“Effective altruism,” the philanthropic movement founded on Peter Singer’s ideas, applies a consequentialist philosophy to the problem of global poverty, taking the position that the impact of our actions should guide our giving. To do “the most good we can,” so-called effective altruists reason, we ought to route our philanthropy through effective organizations that spend money efficiently and make the greatest possible impact.
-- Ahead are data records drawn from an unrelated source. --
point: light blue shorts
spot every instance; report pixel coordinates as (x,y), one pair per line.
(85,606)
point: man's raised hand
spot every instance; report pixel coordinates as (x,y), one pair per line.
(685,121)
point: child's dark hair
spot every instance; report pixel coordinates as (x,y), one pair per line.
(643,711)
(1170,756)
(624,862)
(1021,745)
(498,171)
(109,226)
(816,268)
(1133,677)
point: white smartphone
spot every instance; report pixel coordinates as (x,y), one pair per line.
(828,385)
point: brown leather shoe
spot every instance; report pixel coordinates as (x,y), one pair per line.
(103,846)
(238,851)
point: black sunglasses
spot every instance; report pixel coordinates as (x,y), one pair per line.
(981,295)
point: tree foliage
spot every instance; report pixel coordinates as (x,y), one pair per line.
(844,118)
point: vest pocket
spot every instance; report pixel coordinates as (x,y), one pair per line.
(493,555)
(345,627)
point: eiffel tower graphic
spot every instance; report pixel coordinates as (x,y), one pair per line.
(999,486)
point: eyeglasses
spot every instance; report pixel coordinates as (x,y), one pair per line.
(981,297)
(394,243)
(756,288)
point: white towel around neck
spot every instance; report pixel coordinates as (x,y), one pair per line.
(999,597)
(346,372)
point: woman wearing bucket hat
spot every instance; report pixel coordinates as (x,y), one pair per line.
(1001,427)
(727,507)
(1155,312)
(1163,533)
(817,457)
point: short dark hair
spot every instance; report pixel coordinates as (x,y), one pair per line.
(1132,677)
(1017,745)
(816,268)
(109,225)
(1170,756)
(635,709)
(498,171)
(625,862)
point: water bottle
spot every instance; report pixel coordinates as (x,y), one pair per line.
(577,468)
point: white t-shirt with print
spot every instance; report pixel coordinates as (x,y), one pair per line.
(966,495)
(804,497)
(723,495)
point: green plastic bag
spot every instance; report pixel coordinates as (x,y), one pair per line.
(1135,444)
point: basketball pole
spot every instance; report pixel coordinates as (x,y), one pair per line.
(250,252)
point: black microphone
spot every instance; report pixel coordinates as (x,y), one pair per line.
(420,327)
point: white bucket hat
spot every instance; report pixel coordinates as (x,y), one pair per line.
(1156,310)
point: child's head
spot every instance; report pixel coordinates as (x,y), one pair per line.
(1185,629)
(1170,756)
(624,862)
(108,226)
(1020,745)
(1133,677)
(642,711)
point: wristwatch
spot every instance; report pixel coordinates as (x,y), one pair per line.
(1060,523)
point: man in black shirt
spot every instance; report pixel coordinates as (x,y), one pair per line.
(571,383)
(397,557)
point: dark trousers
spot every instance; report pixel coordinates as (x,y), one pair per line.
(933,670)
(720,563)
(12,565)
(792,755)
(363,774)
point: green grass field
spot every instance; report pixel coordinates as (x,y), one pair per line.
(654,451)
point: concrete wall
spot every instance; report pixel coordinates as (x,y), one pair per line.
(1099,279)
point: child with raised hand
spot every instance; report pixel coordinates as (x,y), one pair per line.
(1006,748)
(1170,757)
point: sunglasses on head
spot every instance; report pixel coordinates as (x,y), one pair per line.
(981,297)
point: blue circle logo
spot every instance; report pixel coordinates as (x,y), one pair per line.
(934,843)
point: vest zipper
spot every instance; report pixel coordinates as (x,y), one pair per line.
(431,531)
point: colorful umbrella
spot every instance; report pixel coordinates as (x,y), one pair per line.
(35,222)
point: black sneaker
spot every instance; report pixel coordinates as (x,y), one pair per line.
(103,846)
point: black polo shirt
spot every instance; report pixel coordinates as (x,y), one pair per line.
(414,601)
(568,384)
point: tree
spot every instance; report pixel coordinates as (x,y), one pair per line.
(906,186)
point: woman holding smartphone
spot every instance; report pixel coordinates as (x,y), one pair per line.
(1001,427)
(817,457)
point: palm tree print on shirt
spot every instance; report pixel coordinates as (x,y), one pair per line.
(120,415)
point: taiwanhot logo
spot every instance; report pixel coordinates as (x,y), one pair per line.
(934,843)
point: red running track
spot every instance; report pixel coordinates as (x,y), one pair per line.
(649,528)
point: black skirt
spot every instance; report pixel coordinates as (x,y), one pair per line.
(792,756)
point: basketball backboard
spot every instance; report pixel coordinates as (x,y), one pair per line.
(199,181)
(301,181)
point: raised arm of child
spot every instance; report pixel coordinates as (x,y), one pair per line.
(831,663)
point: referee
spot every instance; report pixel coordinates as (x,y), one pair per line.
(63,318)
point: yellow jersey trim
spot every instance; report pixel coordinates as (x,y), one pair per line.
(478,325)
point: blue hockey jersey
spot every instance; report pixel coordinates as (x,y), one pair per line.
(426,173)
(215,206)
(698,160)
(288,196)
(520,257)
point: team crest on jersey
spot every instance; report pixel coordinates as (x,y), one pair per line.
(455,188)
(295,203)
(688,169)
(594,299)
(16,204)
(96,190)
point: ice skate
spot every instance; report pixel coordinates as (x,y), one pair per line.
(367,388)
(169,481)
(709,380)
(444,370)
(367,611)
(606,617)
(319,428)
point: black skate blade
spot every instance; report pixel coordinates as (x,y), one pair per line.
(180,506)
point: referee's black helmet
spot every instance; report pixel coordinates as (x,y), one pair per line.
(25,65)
Unfortunately, as Angus Deaton reminds us, identifying a highly effective organization is far from simple. The “aid curse” literature has convincingly shown that pumping aid money into corrupt governments rarely achieves redistributive goals: aid often doesn’t reach its intended recipients, and the money can fund harmful, kleptocratic activities that hurt the poor. In light of this, the philanthropic community has turned its attention toward non-governmental organizations, or NGOs, whose reputation as charitable and altruism-driven has made them the development darlings of the twenty-first century.

However, NGOs vary widely in how well they work. Some are highly efficient and run by well-intentioned leaders, while others (sometimes termed PONGOs, “politicians’ own NGOs”) are little more than moneymaking, reputation-laundering schemes. Even assuming that effective altruists are able to weed out corrupt, vacuous charities, the puzzle of how to identify effective organizations—charities likely to have the desired impact on poverty—remains thorny.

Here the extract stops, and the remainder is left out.